そして気付く。外に逃げるのは、愚策であると。
このワードと数百人の操られた人々を放置してしまったら、どんな事態が起こるか分からない。
エリカや薫を追って書店の外に出るのか。
それとも共通の敵であるグリムハンズが居なくなった事で、先程のカフェみたいに操られた人同士で殺し合いを始めるのか。

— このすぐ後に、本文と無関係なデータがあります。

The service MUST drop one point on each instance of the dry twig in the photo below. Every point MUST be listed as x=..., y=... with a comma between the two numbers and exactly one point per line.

少なくとも二人が逃げ出す事で、状況が好転しないのだけは間違いない。
ワードを倒してしまえれば一番良いのだが、正体が分からない以上、それでも出来ない。
人間を操る能力を持ったワードが力を増して復活したら、今以上に厄介な状況に追い込まれる。
そうなると取れる選択肢は、一つしかない。
「薫君。上に行こう」
「逃げ場ないぞ!?」
「ここだって同じだし、それに三階には、童話とか小説のコーナーがある。そこでこいつの事を調べないと」
「どうせ逃げられないなら、戦う術のある場所の方がいいか。沙月さんの言う通りかも」
二人は、頷き合うと地面を蹴って跳躍し、人の輪で作られた包囲網を飛び越える。
グリムハンズの強化された身体能力が助走を付けずに高度二メートル超、幅十メートル弱の跳躍を容易く可能にした。
ワードが身震いして、鏡をシャラシャラ鳴らすと、操られた人々は、エリカと薫を目指して一斉に駆け出した。

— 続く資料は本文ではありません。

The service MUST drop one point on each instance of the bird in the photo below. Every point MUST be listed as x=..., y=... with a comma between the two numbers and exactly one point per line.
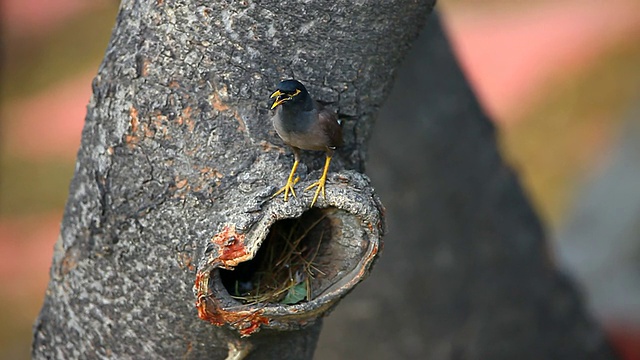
x=304, y=123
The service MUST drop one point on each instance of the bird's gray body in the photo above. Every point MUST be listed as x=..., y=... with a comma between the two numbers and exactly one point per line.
x=306, y=128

エリカは、薫と共に、本来下りのエスカレーターを跳ぶように登りながら、スマートフォンを耳に当てる。
今出来るもう一つは、正太郎への救援要請だ。
『遅いぞエリカ。何してんだ?』
待望していた恩師の声に安堵を覚えつつも、エリカは、簡潔な言葉を選んで伝えた。
「先生助けて! ワードに襲われてる!」
『今どこに居る!?』
「本屋さん!」
『どんな形状だ? あとワードの能力は?』
「鏡を貼り付けた肉の塊の形状をしていて……人を操る能力があるみたいなの」
『厄介だな。何人操られてる?』
「数十人か……百人以上。もっと増えるかも。どんな物語のワードか分からないから倒せなくて――」
『分かった。すぐに俺が行く。対人戦なら俺のグリムハンズは使い勝手がいい。それにワードが操作系の能力なら亀城の桃太郎による操作の上書きが出来るかもわからない。お前の灰かぶり《シンデレラ》も相性が悪いだろ』
「でも凄い数で持ちこたえられるかどうか……」
『すぐに着くから持ちこたえろ! 絶対に諦めんじゃねぇ!!』
正太郎の怒声は、今まで聞いた事のない熱と悲壮を帯びていた。
――この人も、こんな声を出すんだ。
もし、エリカと薫が死んだら、あの世にまで説教をしに来て、拳骨をくれそうだ。
諦める事を決して許してくれない。
正太郎の想いに応える義務が、エリカにはある。
「……分かった! 頑張る!」
『ああ。必ず助けるからな。待ってろよ』
「うん!」
エリカとの通話を終えた正太郎は、朱色のジャケットを羽織りながら涼葉の肩を叩いた。
「涼葉。お前のサンベリーナを貸してくれないか? 偵察要員が欲しい」
「分かりました。おいで、サンベリーナ」
涼葉が右手の人差し指の付け根を噛み切ると、血の雫が膨らみ、三頭身にデフォルメされた涼葉の姿となった。その大きさは、ちょうど涼葉の掌に納まる程だ。
サンベリーナは、涼葉の手から正太郎の手に移ると、ジャケットの左ポケットに飛び込んだ。
正太郎は、軽くポケット叩いてサンベリーナが入っている事を確認すると、部室の本棚を見つめる。
「ここにある本を調べてくれ。あとインターネットでも。エリカの言っていたキーワードも合わせてな。鏡と人を操る、だ」
「分かりました」
「頼むぞ、涼葉」
「先生!」
正太郎が部室のドアの前に立つと、涼葉の声が呼び止めた。
「なんだ?」
「二人を助けてください」
「分かってるよ」
「それから先生も気を付けて。怪我しないように」
「涼葉が見守っててくれるんだ。大丈夫」
正太郎は、再度ジャケットの左ポケットを叩いて、部室を後にした。